Transforming the Painting Graph to DGL Format

This subsection describes the process of transforming the painting graph into DGL format, including edge and node feature assignments. This transformation enables efficient processing and modeling using DGL's graph-based machine learning tools.

The previously saved image feature vectors are loaded from the CSV file stored on Google Drive

image_vectors = pd.read_csv("/content/drive/My Drive/Art/image_vectors.csv")
image_vectors.head()

Workflow:

Create the DGL graph: The edges from painting_graph_edges are converted into a PyTorch tensor and used to define the graph structure. Self-loops are added to ensure every node has a connection to itself, which can enhance model performance.
Assign node features: The image embeddings are transformed into a PyTorch tensor and assigned to the graph as node features using the ndata['feat'] attribute.
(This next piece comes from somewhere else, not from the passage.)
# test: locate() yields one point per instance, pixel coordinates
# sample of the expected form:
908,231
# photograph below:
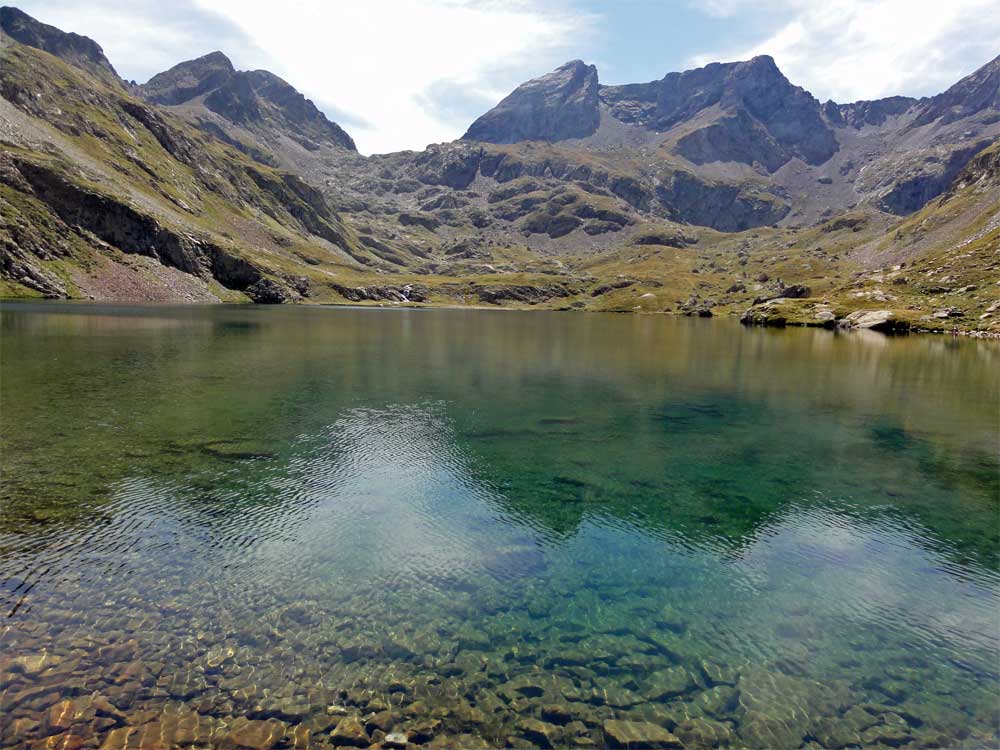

This allows the graph to carry meaningful data for each node.

The following code demonstrates the transformation process:

unpickEdges=painting_graph_edges
edge_index=torch.tensor(unpickEdges[['Source','Target']].T.values)
u,v=edge_index[0],edge_index[1]
gPaintings=dgl.graph((u,v))
gPaintings=dgl.add_self_loop(gPaintings)
gPaintings
Graph(num_nodes=1000, num_edges=10500,
      ndata_schemes={}
      edata_schemes={})

Next, the node features are assigned to the graph:

image_vectors_T = image_vectors.T
image_vectors_T_df=pd.DataFrame(image_vectors_T).reset_index(drop=True)
import torch
image_vectors_tensor = torch.tensor(image_vectors_T_df.values, dtype=torch.float)
gPaintings.ndata['feat'] = image_vectors_tensor
gPaintings
Graph(num_nodes=1000, num_edges=10500,
      ndata_schemes={'feat': Scheme(shape=(2048,), dtype=torch.float32)}
      edata_schemes={})

The resulting graph gPaintings includes 1000 nodes, 10,500 edges, and node features of shape (2048,). It is now ready for use in graph-based machine learning tasks.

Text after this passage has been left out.